01
Aug
2007
In which Lindsay Graham hits the nail right on his head
Republican senator Lindsay Graham, last heard from on the subject of relaxing one’s expectations for Iraq, slipped the leash and found his way to a television studio again. He took the opportunity to allow as how he hopes that vacationing Iraqi legislators “will get an earful” from their constituents about the disappointing political situation in Iraq, apparently on the assumption that the lawmakers will be out dodging car bombs, insurgents or death squads, depending on the neighborhood, to see how the proles are enjoying life.
Graham also reiterated to Wolf Blitzer that his expectations for The Surge remain exceeded. This was yesterday, before the news that violence claimed more Iraqi civilian lives in July — more than 1,600 — than in February, when The Surge was inaugurated, and before the largest Sunni parliamentary bloc announced that it was pulling out of the government and that its ministers, including a deputy prime minister, were resigning.
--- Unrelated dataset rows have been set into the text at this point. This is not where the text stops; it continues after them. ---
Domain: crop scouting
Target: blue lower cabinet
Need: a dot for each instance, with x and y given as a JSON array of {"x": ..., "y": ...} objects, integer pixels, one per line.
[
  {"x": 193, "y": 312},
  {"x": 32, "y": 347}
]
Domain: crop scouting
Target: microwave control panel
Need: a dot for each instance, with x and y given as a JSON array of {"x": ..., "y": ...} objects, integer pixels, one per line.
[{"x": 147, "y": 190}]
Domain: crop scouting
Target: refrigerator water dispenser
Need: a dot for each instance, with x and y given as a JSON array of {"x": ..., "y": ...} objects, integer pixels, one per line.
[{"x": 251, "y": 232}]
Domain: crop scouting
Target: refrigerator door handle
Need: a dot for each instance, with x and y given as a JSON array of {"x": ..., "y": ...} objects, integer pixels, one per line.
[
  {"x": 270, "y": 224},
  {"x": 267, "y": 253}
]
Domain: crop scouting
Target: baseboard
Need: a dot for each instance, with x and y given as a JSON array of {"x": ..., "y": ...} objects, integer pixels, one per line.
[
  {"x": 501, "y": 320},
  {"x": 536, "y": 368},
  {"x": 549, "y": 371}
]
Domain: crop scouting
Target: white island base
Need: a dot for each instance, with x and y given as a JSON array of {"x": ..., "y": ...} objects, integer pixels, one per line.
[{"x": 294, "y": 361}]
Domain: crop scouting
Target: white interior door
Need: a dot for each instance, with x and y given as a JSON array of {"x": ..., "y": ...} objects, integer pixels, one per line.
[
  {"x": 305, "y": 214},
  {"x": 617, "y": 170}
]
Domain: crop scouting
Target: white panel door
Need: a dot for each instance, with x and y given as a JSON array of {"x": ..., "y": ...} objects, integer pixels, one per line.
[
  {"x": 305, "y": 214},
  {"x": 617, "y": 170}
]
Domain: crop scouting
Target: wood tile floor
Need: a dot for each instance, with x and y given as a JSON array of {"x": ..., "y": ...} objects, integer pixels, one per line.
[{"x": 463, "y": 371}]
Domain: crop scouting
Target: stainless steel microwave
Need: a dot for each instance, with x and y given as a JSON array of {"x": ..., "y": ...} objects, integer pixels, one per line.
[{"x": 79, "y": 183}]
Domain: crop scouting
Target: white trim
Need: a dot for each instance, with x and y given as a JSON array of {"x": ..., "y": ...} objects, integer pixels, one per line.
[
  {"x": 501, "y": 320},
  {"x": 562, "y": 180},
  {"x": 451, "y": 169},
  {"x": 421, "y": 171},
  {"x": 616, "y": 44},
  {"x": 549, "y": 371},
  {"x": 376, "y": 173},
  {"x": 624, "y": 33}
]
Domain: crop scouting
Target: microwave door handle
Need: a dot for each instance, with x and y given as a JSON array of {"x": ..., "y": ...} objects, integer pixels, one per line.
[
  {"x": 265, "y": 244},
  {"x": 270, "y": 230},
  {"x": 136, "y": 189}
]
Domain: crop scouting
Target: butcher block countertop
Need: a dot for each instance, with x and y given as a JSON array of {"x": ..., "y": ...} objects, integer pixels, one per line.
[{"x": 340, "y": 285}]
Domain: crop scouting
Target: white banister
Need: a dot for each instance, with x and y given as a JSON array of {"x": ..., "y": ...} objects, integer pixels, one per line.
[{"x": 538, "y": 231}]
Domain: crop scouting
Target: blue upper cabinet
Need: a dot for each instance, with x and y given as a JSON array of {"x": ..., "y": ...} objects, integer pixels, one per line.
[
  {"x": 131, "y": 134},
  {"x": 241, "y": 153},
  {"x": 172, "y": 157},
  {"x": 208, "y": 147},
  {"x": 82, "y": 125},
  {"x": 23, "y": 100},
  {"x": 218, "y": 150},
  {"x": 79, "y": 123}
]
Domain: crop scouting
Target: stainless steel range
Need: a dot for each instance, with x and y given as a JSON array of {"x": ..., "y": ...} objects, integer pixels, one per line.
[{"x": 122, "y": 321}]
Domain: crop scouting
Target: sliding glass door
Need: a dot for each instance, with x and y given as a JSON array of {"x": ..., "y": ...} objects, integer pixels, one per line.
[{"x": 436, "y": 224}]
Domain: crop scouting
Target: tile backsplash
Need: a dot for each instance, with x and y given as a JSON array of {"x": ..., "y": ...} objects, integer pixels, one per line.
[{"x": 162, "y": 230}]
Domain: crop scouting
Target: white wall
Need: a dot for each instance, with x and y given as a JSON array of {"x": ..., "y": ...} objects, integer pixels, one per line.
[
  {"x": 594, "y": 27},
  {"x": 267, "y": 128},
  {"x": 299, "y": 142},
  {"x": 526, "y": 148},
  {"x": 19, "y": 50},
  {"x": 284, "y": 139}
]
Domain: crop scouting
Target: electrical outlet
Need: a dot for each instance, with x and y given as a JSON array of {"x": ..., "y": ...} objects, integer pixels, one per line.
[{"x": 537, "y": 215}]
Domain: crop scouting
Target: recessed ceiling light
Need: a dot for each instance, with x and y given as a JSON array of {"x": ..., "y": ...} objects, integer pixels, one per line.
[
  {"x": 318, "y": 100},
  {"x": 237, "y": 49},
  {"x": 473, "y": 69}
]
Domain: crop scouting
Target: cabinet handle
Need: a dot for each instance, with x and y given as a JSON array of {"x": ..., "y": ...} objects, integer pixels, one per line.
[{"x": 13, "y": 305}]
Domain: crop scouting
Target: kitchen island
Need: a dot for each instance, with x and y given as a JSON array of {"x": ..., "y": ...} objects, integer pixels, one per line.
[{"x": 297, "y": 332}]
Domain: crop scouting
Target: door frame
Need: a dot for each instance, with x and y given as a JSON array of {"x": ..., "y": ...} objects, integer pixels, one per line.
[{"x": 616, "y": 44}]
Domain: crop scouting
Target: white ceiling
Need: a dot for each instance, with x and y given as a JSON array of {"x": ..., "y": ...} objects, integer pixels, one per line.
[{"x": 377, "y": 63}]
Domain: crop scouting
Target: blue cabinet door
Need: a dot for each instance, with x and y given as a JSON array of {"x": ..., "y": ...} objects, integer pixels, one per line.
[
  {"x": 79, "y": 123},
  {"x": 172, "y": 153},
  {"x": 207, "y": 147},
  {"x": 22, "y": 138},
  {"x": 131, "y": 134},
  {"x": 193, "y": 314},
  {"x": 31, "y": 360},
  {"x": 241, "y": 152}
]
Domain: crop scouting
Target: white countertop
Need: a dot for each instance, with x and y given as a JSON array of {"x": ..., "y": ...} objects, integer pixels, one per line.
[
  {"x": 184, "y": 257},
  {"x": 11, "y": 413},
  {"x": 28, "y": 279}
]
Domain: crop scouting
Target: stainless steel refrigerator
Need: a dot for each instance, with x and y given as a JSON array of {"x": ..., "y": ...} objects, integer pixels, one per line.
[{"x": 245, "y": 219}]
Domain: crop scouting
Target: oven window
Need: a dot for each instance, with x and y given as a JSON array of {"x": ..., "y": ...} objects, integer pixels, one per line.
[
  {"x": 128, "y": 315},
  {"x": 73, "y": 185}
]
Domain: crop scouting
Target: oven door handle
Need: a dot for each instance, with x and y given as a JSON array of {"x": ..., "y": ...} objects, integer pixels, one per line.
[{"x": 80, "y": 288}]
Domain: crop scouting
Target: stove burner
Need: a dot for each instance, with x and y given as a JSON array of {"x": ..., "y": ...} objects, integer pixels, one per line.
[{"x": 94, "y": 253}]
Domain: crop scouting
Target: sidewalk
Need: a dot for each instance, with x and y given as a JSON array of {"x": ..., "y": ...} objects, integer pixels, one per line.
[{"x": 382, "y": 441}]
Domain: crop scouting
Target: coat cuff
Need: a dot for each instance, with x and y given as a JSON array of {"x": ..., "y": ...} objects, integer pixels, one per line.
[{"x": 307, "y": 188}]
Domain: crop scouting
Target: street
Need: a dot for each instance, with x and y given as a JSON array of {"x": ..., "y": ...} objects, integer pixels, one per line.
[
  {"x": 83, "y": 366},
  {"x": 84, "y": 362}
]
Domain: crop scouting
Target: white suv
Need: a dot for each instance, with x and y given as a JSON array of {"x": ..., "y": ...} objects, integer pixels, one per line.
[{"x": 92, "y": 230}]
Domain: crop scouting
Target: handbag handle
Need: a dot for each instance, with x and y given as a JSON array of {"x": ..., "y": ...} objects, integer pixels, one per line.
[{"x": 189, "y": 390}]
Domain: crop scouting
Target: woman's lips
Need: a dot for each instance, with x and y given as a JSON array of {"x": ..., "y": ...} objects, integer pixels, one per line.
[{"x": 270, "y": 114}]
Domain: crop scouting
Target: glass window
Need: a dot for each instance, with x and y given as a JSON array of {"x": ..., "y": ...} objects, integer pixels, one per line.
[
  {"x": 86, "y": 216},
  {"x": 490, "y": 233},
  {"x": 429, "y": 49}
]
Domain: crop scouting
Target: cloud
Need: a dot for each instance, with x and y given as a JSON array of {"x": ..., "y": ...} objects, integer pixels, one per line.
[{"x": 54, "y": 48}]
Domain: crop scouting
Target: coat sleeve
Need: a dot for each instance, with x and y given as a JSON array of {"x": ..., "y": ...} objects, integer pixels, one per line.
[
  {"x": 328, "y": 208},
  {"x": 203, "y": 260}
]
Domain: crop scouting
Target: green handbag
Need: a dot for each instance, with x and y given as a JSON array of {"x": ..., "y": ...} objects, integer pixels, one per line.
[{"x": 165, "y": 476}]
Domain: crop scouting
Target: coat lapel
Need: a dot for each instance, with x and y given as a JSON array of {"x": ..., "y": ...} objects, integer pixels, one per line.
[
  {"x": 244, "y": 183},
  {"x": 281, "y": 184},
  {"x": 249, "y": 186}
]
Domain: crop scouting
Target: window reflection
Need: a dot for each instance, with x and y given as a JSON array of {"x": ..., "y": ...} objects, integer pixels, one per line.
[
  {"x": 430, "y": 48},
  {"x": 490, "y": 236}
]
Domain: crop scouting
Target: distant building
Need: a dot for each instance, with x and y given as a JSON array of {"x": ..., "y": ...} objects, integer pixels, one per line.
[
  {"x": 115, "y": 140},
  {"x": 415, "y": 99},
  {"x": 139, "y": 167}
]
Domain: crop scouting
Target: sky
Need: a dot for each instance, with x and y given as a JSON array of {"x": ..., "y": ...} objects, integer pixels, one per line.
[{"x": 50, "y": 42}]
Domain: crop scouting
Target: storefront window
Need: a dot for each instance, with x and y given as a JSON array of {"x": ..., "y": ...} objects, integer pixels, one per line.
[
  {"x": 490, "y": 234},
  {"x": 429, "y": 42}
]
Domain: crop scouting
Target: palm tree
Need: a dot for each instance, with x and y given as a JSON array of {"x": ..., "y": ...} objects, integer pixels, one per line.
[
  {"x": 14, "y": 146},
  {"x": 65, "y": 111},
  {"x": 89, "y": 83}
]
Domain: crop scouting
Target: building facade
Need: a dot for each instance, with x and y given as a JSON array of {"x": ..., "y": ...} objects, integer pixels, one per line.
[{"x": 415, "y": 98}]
It’s unlikely, though, that either item would influence Graham’s assessment even though he acknowledges that “all the military might in the world is not going to win in Iraq until the Iraqi political leaders reconcile their country.” (Although one has to think that maybe all the military might in the world would win, if it was arrayed on one side; it’s just that overextended portion of it that we can bring to bear won’t.)
So the situation now is that when the parliament reconvenes in September, they will not only not have resolved any of the legislative conflicts the Bush administration insists they must, but they’ll actually be farther from doing so than they were when they left, which was close to as far as could be. And when General Petraeus, who is the current reigning Daddy figure for Graham and everyone else who can’t bring themselves to take responsibility for their own thinking on Iraq, makes his September report on the progress of The Surge, his acolytes will find themselves insisting that even though the political situation in Iraq is actually worse than it was before The Surge began, The Surge has succeeded so well in creating an improved security environment in which political progress is theoretically possible that we cannot possibly afford to interfere with it.
Of course the obvious solution to the problem is the one that many Democrats and a few Republicans now favor— pull out enough troops so that the insurgents and militias have more or less free reign, but not so many that we cease to be a provocatively occupying power. And continuing giving guns to everyone.